Method 3 of 3: Avoid unnecessary lies

  1. Don't add color to your story. A common lie to engage the listener is to add a few details to make the story more interesting. Your story may appeal to your audience when you tell a story where a bear gets lost in a campsite, instead of a panda, but doing so sets a precedent that gives you reason and chance to speak. lie more. Tell as truthful and honest as possible.
  2. Flexible with harmless lies. We are there when someone asks difficult questions like: "Do I look fat in this outfit?" or "Is Santa Claus real?" Those are the times when we find ourselves needing to lie to make listeners feel better or to alleviate unacceptable unhappiness or truth, but choosing between honesty and lies is not always as simple as being honest. choose between A and B.
    • Speak in a positive direction. If you see something that isn't working, say it in a positive way. Instead of saying, "I don't see you wearing this pair of pretty pants," say, "This pair of pants doesn't flatter your beauty like that black dress - the dress suits you well. Have you ever tried wearing it with the socks you wore to my cousin's wedding? ”.
    • Keep some thoughts to yourself.

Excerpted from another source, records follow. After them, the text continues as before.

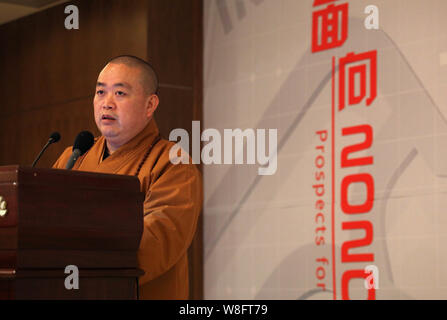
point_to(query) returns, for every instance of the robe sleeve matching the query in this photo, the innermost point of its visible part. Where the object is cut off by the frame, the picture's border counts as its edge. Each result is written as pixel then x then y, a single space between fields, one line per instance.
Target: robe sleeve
pixel 172 206
pixel 63 159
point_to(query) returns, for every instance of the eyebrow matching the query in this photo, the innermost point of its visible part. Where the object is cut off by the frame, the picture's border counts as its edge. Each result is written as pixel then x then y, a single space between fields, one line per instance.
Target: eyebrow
pixel 119 84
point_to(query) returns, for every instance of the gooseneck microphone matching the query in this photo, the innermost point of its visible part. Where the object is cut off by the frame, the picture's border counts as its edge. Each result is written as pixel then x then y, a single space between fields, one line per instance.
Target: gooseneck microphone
pixel 83 142
pixel 55 137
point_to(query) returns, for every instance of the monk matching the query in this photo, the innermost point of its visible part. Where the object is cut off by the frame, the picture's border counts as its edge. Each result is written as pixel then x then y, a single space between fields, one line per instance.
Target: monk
pixel 124 104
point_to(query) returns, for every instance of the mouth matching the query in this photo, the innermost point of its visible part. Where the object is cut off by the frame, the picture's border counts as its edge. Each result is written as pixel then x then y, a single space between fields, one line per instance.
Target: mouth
pixel 107 117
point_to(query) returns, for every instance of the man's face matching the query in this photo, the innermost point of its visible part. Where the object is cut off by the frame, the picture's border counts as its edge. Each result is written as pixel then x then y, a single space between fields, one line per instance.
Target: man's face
pixel 120 104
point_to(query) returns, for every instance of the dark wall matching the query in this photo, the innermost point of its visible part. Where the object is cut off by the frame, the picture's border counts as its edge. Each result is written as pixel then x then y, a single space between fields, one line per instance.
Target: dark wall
pixel 48 75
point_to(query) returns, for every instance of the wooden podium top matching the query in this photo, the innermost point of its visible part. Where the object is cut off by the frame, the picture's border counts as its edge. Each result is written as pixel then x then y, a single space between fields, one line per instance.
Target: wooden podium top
pixel 56 218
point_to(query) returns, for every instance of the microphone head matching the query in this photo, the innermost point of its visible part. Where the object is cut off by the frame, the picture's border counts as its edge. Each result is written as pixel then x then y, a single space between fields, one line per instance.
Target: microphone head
pixel 55 137
pixel 84 141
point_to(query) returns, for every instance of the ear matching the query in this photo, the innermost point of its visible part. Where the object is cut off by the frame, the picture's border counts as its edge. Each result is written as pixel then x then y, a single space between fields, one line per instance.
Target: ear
pixel 152 104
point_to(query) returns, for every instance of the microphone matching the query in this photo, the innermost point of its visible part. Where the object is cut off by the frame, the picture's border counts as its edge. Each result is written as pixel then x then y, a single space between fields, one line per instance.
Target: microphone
pixel 55 137
pixel 83 142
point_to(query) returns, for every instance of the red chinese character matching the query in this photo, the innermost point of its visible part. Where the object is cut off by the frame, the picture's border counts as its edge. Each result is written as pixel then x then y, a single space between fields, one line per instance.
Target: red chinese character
pixel 325 31
pixel 320 2
pixel 358 69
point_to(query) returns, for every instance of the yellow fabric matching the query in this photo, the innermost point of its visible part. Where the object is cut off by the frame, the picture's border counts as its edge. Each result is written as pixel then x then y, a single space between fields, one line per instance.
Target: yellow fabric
pixel 172 205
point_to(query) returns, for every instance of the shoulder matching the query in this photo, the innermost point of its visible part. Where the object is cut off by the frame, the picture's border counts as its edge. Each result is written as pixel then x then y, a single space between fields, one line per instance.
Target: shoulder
pixel 162 161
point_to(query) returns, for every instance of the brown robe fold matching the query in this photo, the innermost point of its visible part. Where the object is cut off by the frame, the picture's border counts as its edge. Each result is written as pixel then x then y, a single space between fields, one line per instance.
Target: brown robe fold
pixel 171 207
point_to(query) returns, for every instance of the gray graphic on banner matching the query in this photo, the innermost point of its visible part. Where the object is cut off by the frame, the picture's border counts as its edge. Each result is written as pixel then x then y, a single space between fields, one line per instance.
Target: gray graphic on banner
pixel 390 172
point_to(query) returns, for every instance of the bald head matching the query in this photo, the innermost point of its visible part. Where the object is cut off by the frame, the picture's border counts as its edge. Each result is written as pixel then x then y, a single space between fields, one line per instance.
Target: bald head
pixel 148 77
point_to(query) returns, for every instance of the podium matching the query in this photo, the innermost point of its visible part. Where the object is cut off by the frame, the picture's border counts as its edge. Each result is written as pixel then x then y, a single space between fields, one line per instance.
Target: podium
pixel 53 218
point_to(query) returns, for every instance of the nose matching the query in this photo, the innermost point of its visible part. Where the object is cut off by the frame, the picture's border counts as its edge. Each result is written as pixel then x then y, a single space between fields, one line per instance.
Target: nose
pixel 109 102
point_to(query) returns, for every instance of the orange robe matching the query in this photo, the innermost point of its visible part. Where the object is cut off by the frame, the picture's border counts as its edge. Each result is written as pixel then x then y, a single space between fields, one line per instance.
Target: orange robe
pixel 173 200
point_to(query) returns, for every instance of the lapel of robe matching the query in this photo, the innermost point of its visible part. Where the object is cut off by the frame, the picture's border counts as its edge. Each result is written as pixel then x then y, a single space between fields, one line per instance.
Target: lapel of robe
pixel 124 160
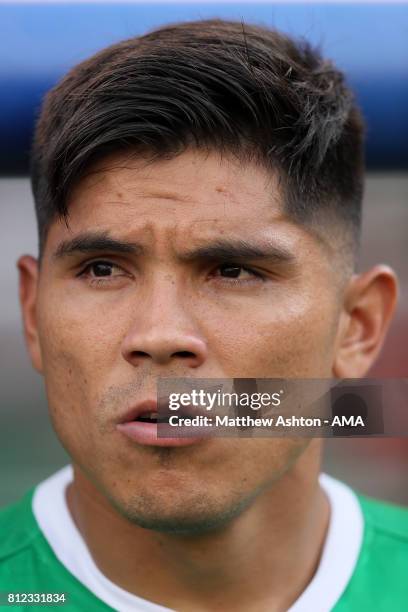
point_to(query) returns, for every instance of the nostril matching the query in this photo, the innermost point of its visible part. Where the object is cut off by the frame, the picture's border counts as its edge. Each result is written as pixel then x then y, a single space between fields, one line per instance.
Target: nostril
pixel 140 354
pixel 183 354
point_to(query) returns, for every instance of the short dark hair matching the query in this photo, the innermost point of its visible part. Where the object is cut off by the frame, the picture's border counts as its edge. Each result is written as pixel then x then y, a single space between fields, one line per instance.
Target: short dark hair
pixel 218 85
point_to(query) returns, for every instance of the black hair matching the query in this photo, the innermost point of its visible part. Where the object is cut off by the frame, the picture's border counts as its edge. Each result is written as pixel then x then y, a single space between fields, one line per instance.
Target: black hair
pixel 216 85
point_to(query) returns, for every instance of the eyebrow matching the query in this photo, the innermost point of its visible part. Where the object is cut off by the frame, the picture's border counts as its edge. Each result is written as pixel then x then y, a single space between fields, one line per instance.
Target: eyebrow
pixel 220 250
pixel 90 242
pixel 240 250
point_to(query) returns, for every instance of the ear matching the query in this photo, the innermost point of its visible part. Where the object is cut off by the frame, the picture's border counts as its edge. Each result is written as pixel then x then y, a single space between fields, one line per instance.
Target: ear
pixel 369 305
pixel 28 289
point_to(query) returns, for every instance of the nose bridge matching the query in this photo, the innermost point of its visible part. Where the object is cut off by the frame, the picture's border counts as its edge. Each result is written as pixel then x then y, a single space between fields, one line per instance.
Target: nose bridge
pixel 164 329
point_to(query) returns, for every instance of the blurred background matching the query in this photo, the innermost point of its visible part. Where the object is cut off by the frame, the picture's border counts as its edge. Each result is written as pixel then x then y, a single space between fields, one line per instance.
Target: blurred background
pixel 39 42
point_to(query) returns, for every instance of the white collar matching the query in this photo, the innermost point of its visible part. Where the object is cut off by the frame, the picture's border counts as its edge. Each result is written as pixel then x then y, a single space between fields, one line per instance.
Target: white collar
pixel 337 563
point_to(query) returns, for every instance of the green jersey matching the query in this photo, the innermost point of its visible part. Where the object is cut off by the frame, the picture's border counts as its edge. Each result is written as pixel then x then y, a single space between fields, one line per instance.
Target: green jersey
pixel 364 564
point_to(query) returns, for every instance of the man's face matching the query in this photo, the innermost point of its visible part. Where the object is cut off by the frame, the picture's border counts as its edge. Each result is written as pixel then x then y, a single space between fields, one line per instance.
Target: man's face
pixel 183 303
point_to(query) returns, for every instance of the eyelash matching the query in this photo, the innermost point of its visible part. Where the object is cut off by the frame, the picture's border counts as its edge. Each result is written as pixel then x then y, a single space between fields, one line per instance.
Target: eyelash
pixel 98 281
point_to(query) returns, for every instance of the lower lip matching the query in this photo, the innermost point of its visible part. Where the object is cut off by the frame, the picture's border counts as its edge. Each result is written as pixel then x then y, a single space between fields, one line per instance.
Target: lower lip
pixel 146 434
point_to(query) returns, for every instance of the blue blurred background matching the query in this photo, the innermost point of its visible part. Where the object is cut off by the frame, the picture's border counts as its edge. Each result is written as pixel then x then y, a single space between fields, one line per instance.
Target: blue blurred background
pixel 40 42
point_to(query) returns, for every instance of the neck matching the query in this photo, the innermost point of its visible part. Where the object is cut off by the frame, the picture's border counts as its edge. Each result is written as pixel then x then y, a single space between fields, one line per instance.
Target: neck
pixel 263 559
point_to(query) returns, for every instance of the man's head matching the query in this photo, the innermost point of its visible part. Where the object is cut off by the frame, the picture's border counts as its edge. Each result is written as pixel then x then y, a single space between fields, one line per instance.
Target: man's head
pixel 198 193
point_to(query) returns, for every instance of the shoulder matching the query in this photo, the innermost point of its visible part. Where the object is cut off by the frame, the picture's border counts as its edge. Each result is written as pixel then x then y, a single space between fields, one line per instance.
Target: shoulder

You really don't want to go to the country-style restaurant and bar your best friend wants to be on her only night in town, but you don't have to honestly speak your mind. I am in that situation. What you want is a great night - you only have one night together - to have fun together. So instead of saying “I don't like that place. Let's go elsewhere ”, say“ Even though it's not where I like to go, but I want to do what you want to do. Make it a memorable place ”.
    • Redirect question. If your child asks whether Santa Claus is real, tell him you don't know and promise to answer later. Ask your child what he thinks: “What do you think about this? What did the kids at your school say? ”. You don't have to choose between a lie and a complete truth. The world is actually much more complicated than that.
  3. Shut up if you need to. If you find yourself in an awkward situation where if you are honest, you will disrupt everyone's mood and joy, then silence is not a lie. If you can't tell the truth then do so. It is sometimes advised to be quiet in awkward situations.
    • Choose to withdraw. When arguing, the more unnecessary opinions make the problem difficult to resolve. You don't need to put up a harmless lie to end the argument, nor do you need to keep coming up with "truth bombs". Get rid of trivial arguments instead of sparking flames.
    advertisement

Advice

  • Being honest is difficult because being honest means admitting your mistakes.
  • Take note of what you say to others (eg in a journal or chart). It can reveal how many times you've lied or been honest and learn how to perfect yourself from it. Recorded lies will provide information for you to make future decisions, and it can highlight the opposite if you visualize honest notes.
  • If someone pressures you to tell the truth about what you did, say something like, “I made a mistake when I wasn't careful to make a mistake; I promise to do better! Give me one more chance, I want to show you I'm not like that, believe me, I'm a good friend ”.
  • For most people, keeping someone secret for the good of someone is not considered a lie if the person being told fully understands it when they know the truth. Even so, the line between honesty and lies is blurred: keeping a surprise birthday party a secret is one thing, hiding a child from the fact that he is adopted or his loved one. Lost is another story.
  • People who are equal to you or your friends can push you away from the “straight and narrow” path you have chosen. As with any bad habit, you find the need to leave the group with those around you who are not integrity and honest. You don't have to find new and more trustworthy friends, but realize that you might be tempted to deal with liars.

Warning

  • Emotional issues that the scope of this article has not covered that cause people to lie uncontrollably: if you can't control how often you lie, consider having a problem. counselors or experts, they can help you overcome these feelings in the long run. If you have a habit of lying, you need to consider yourself and take action to be an honest person.